The long-standing dispute of Macedonia's name, which Greece contests, has prevented Macedonia’s accession to NATO in 2008 and is hampering Macedonia’s efforts to join the EU. Greece wants Macedonia to change its name, which is an unpopular demand in Macedonia.

Though mostly critical of Gruevski's inner-circle, Ahmeti had positive view on the then freshly elected head of state, Gjorge Ivanov.  Ivanov seemed a “good guy” but the DUI boss felt he was “more of a professor than a president” and lacked real power as a "de facto" subordinate to the Prime Minister.

Ivanov had been elected President of Macedonia several months earlier that year as a VMRO-DPMNE candidate.

According to the document, Ahmeti was also critical of his ethnic Albanian rival, Menduh Thaci, head of the opposition Democratic Party of Albanians.

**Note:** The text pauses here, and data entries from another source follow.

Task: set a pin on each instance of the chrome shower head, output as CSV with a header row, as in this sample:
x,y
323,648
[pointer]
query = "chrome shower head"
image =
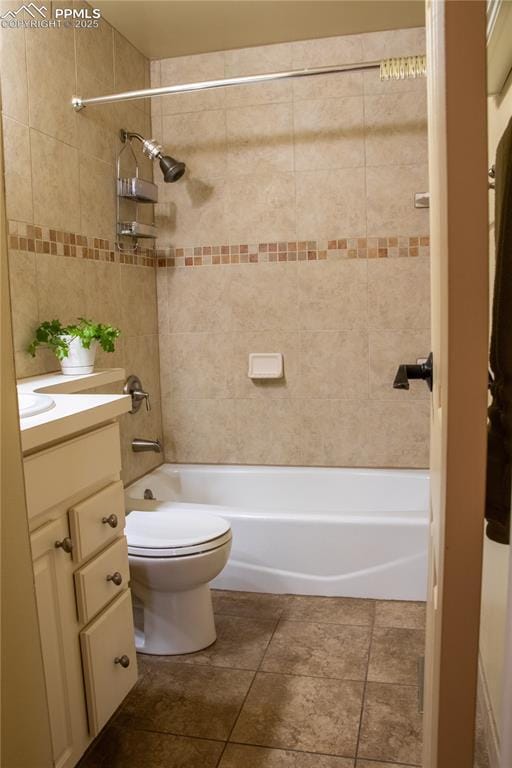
x,y
172,169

He dismissed Thaci's call for a revision of the Ohrid Peace Accord that ended the 2001 armed conflict, by granting Albanians greater rights, saying it reflected his political marginalization.

“He believes that Thaci's behavior has become more erratic and could threaten the stability of Macedonia,” the document says.

That year, Thaci had said that he would ask neighbouring Albania to veto Macedonia's bid to join NATO because of a perceived fall-off in Albanian rights in the country.

Ahmeti told Reeker he had a very different perspective from the Prime Minister on matters of religion.  He did not agree with Gruevski’s political-religious agenda and with his insistence on erecting ever more churches and religious symbols.

“There are more churches and mosques in Macedonia than believers,” Ahmeti told Reeker adding that the Islamic Community's President, Sulejman Rexhepi, was everything but a believer.  Ahmeti called the Islamic Community "God's bureaucracy" and said he did not support it.